Open hendrikmuhs opened 9 years ago
I would definitly make sence to compress the blocks, instead of compressing the individual text strings. If @mortal has time perhaps he can tell us what the best approach will be. If you want to implement this that is good, we can probably allocate some time for @svendcsvendsen to help you.
Using Snappy for compression in the serialization_sorter definitely makes a lot of sense for situations like this. @mortal implemented the serialization code and knows most about it, however i'll definitely be available if you need some help in regards to the implementation.
Actually, block-wise compression makes more sense for serialization streams than ordinary streams, since serialization streams do not support seek.
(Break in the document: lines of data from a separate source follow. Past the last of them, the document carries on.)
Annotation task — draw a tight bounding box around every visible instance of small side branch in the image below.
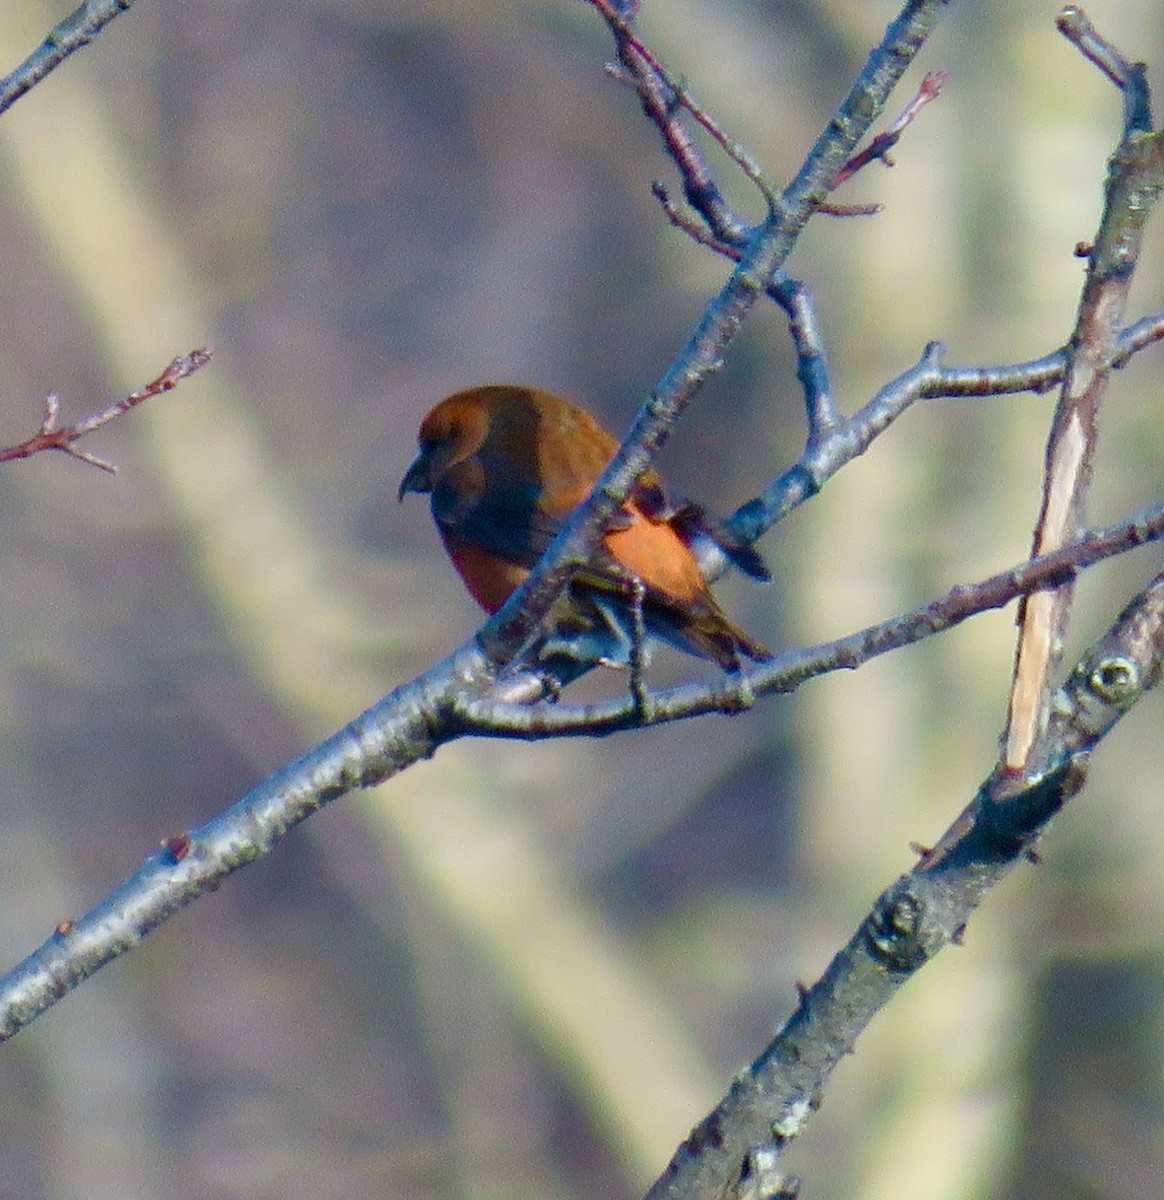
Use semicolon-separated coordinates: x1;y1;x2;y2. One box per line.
591;0;761;240
726;308;1164;558
1057;6;1139;97
0;349;211;474
832;69;950;191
The four stream classes serialization{_reverse,}{_reader,_writer}
are derivations of bits::serialization_{reader,writer}_base
, and the two base classes implement read_block and write_block which the stream classes use more or less as a black box.
Compressed serialization streams should ideally be implemented to use the compressor thread, passing in read and write requests which support both forward and backward reading -- exactly what the serialization_reverse_reader needs.
Perhaps process_read_request and process_write_request are a good place to start learning how the compressed streams work.
Hi,
I am using serialization_sorter.h to sort huge amounts of key-value data (strings, variable length).
Is it possible and do you think it makes sense to implement snappy compression for it? What would be the best place?
I would think here: https://github.com/thomasmoelhave/tpie/blob/master/tpie/serialization_stream.h
I also considered compressing at least the values myself in serialize and unserialize but as my values are something like 50-400 characters it will not be very effective to compress these short strings separately.
I think block-wise compression would make more sense.
(I would implement it myself and send you a PR)